Message 63590 - Posted: 15 May 2015, 17:32:47 UTC - in response to Message 63589.

Hey Death,
Not sure if you know this, but you are in the News message board, in an application release thread. If you have a problem that is not related, please post it elsewhere, like maybe the Number Crunching message board maybe.

Thanks,
Jacob

Richard Haselgrove
Send message
Joined: 4 Sep 12
Posts: 218
Credit: 448,778
RAC: 0

Message 63591 - Posted: 15 May 2015, 18:29:45 UTC - in response to Message 63580.

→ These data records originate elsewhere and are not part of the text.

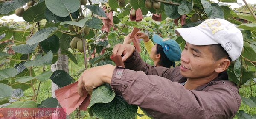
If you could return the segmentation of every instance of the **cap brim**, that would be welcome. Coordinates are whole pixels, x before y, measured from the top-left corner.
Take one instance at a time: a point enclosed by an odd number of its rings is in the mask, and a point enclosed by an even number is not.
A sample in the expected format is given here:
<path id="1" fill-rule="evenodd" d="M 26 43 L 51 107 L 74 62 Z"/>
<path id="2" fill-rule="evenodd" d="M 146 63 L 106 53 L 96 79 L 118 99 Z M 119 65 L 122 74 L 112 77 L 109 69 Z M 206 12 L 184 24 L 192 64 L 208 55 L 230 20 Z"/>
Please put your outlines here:
<path id="1" fill-rule="evenodd" d="M 175 30 L 175 32 L 177 35 L 181 36 L 186 42 L 193 45 L 206 45 L 218 44 L 195 27 L 177 28 Z"/>
<path id="2" fill-rule="evenodd" d="M 156 43 L 160 45 L 162 45 L 161 42 L 163 38 L 160 37 L 160 36 L 157 34 L 154 34 L 153 35 L 153 40 Z"/>

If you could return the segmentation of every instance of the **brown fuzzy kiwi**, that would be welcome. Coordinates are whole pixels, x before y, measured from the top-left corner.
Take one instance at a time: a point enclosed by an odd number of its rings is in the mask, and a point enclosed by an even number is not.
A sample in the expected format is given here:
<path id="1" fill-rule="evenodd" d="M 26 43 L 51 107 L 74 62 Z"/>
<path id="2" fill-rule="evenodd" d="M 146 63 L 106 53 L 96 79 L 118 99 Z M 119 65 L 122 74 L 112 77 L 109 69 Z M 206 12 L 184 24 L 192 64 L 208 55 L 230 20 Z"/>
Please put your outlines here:
<path id="1" fill-rule="evenodd" d="M 159 9 L 161 6 L 161 3 L 159 2 L 153 2 L 152 6 L 154 9 Z"/>
<path id="2" fill-rule="evenodd" d="M 85 27 L 84 28 L 84 35 L 87 35 L 89 34 L 90 32 L 90 28 Z"/>
<path id="3" fill-rule="evenodd" d="M 35 3 L 33 1 L 29 1 L 28 3 L 28 6 L 33 6 L 35 4 Z"/>
<path id="4" fill-rule="evenodd" d="M 17 8 L 15 10 L 15 14 L 20 17 L 21 17 L 25 9 L 23 8 Z"/>
<path id="5" fill-rule="evenodd" d="M 145 2 L 145 6 L 147 8 L 150 9 L 152 8 L 152 1 L 151 0 L 146 0 L 146 2 Z"/>
<path id="6" fill-rule="evenodd" d="M 121 7 L 124 7 L 125 6 L 125 2 L 120 3 L 118 2 L 118 6 Z"/>
<path id="7" fill-rule="evenodd" d="M 77 48 L 76 45 L 77 44 L 77 41 L 79 40 L 79 38 L 77 37 L 75 37 L 72 39 L 71 42 L 70 42 L 70 46 L 72 48 L 76 49 Z"/>
<path id="8" fill-rule="evenodd" d="M 29 8 L 31 6 L 26 6 L 26 7 L 25 7 L 25 8 L 24 8 L 24 10 L 25 11 L 27 10 L 28 8 Z"/>
<path id="9" fill-rule="evenodd" d="M 132 16 L 135 16 L 135 15 L 136 15 L 136 11 L 135 9 L 132 9 L 131 10 L 131 15 Z"/>
<path id="10" fill-rule="evenodd" d="M 192 15 L 191 18 L 190 18 L 190 21 L 193 22 L 195 22 L 198 21 L 199 19 L 199 14 L 197 13 L 195 13 Z"/>
<path id="11" fill-rule="evenodd" d="M 86 46 L 86 45 L 85 46 Z M 78 40 L 76 44 L 76 47 L 77 48 L 77 50 L 78 50 L 78 51 L 81 52 L 84 52 L 84 47 L 83 47 L 83 41 L 82 41 L 81 39 Z M 86 50 L 86 49 L 85 49 L 85 50 Z"/>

I'm also noticing the same behavior, on:
ps_nbody_5_12_15_orphan_sim_1_1431361804_28199_0
http://milkyway.cs.rpi.edu/milkyway/result.php?resultid=1117230409

Admins:
1: Is the behavior (reserving multiple cores, despite using only 1) ... expected behavior?
2: Is the behavior of going to 100%, then still running for hours/days after that ... expected behavior?
3: Will the task ever end?


It would help tremendously, if you could very thoroughly describe the expected behavior for these work units. People are aborting them, because the tasks look odd/broken, and if they're not broken, you need to do a better job of communicating your expectations.

Thanks in advance for your reply,
Jacob

I second Jacob's call for an 'expected' (developer's viewpoint) description of the runtime profile, in terms of CPU usage over time.

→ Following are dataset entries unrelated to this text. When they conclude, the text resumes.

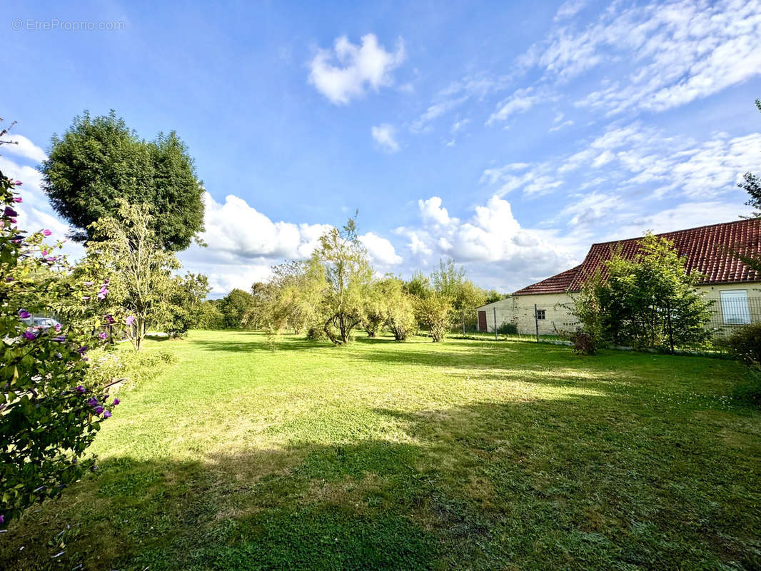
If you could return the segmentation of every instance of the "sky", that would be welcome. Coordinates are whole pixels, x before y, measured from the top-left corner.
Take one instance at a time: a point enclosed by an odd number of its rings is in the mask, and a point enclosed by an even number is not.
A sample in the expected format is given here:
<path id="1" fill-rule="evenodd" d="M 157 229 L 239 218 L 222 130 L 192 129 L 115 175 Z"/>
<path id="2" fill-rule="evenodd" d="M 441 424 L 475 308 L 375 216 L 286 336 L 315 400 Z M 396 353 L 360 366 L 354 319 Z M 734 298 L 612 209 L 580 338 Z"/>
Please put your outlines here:
<path id="1" fill-rule="evenodd" d="M 761 172 L 757 0 L 4 4 L 21 223 L 65 234 L 36 167 L 83 110 L 175 130 L 206 190 L 180 257 L 215 297 L 355 212 L 378 273 L 452 258 L 511 292 L 737 220 Z"/>

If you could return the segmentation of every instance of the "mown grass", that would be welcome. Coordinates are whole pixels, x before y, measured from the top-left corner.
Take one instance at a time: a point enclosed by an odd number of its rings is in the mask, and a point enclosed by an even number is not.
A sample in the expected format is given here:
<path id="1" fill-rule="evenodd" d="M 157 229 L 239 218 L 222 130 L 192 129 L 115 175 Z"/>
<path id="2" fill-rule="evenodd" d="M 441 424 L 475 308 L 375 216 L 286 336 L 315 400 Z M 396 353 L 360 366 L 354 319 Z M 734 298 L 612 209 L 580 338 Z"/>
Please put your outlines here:
<path id="1" fill-rule="evenodd" d="M 119 395 L 99 473 L 0 536 L 0 566 L 761 567 L 761 413 L 733 362 L 266 341 L 150 343 L 178 364 Z"/>

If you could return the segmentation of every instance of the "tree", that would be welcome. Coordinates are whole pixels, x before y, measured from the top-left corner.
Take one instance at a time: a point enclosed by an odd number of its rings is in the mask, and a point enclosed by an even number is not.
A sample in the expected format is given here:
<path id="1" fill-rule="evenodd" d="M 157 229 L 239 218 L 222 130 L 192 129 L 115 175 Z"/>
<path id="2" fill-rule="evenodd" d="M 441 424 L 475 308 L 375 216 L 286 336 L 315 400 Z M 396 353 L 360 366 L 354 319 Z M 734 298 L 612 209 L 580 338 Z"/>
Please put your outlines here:
<path id="1" fill-rule="evenodd" d="M 383 281 L 386 303 L 386 326 L 397 341 L 405 340 L 417 327 L 412 297 L 404 289 L 404 282 L 390 276 Z"/>
<path id="2" fill-rule="evenodd" d="M 107 216 L 88 228 L 94 239 L 87 244 L 84 266 L 105 267 L 113 276 L 112 306 L 128 316 L 126 333 L 139 351 L 148 330 L 170 320 L 172 272 L 180 263 L 161 249 L 148 205 L 118 202 L 118 218 Z"/>
<path id="3" fill-rule="evenodd" d="M 94 458 L 80 458 L 119 404 L 84 381 L 84 355 L 103 343 L 99 330 L 110 317 L 97 311 L 107 284 L 74 282 L 53 254 L 61 244 L 43 243 L 49 231 L 16 226 L 20 184 L 0 173 L 0 528 L 94 467 Z M 81 310 L 83 299 L 94 317 Z M 21 321 L 46 311 L 65 324 L 34 330 Z"/>
<path id="4" fill-rule="evenodd" d="M 139 139 L 114 111 L 75 117 L 62 137 L 54 136 L 43 162 L 43 188 L 59 215 L 81 231 L 113 218 L 119 199 L 150 205 L 151 229 L 162 248 L 185 250 L 203 230 L 203 187 L 187 147 L 174 131 L 150 142 Z"/>
<path id="5" fill-rule="evenodd" d="M 254 309 L 253 296 L 248 292 L 235 288 L 222 298 L 219 308 L 226 329 L 248 329 Z"/>
<path id="6" fill-rule="evenodd" d="M 465 270 L 451 259 L 440 260 L 438 270 L 430 279 L 420 273 L 413 275 L 407 289 L 415 292 L 418 321 L 428 327 L 434 341 L 443 340 L 457 321 L 461 322 L 464 330 L 466 321 L 474 321 L 476 308 L 482 305 L 486 298 L 482 289 L 465 279 Z"/>
<path id="7" fill-rule="evenodd" d="M 354 219 L 349 219 L 341 230 L 331 228 L 324 234 L 312 259 L 324 271 L 320 301 L 323 329 L 333 343 L 345 345 L 365 317 L 365 298 L 372 277 Z"/>
<path id="8" fill-rule="evenodd" d="M 671 242 L 648 234 L 639 253 L 626 259 L 614 252 L 608 278 L 592 278 L 575 301 L 574 313 L 586 333 L 602 343 L 638 348 L 699 345 L 710 337 L 711 301 L 688 275 L 686 260 Z"/>
<path id="9" fill-rule="evenodd" d="M 304 330 L 323 328 L 320 311 L 326 283 L 323 268 L 317 259 L 313 257 L 275 266 L 268 286 L 272 290 L 270 298 L 263 300 L 261 313 L 266 317 L 269 330 L 288 327 L 298 334 Z"/>
<path id="10" fill-rule="evenodd" d="M 373 280 L 365 298 L 363 325 L 368 337 L 374 337 L 378 330 L 388 319 L 388 303 L 386 298 L 385 280 Z"/>
<path id="11" fill-rule="evenodd" d="M 209 295 L 209 278 L 202 273 L 177 276 L 167 298 L 167 321 L 162 328 L 170 337 L 180 337 L 200 325 L 203 302 Z"/>
<path id="12" fill-rule="evenodd" d="M 223 329 L 224 316 L 219 308 L 221 299 L 207 299 L 201 304 L 199 311 L 199 329 Z"/>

But I would also urge users to monitor this new application with additional tools, not just BOINC Manager.

I've just got back home after a few days away, and I won't even attempt to run one of these tasks (it will be under Windows) until later in the weekend. But what I've just read from several different users is a perfect description of what BOINC v7.4.xx is designed to display when no actual work at all is being reported by the science application. That might be because of an error in the progress reporting or checkpointing functions, or it might mean that nothing is being done. That gradual approach, getting closer and closer to 99.999999% done, but never quite reaching 100%, is what exactly what you should see if an application stalls at startup and goes nowhere.

Jacob Klein
Send message
Joined: 22 Jun 11
Posts: 32
Credit: 2,448,134
RAC: 7,070

Message 63592 - Posted: 15 May 2015, 19:34:46 UTC

My task has now hit 24 hours, at 100%.
Should I let it continue to run?
And why or why not?

Frustrated.

Richard Haselgrove
Send message
Joined: 4 Sep 12
Posts: 218
Credit: 448,778
RAC: 0

Message 63593 - Posted: 15 May 2015, 21:46:30 UTC - in response to Message 63592.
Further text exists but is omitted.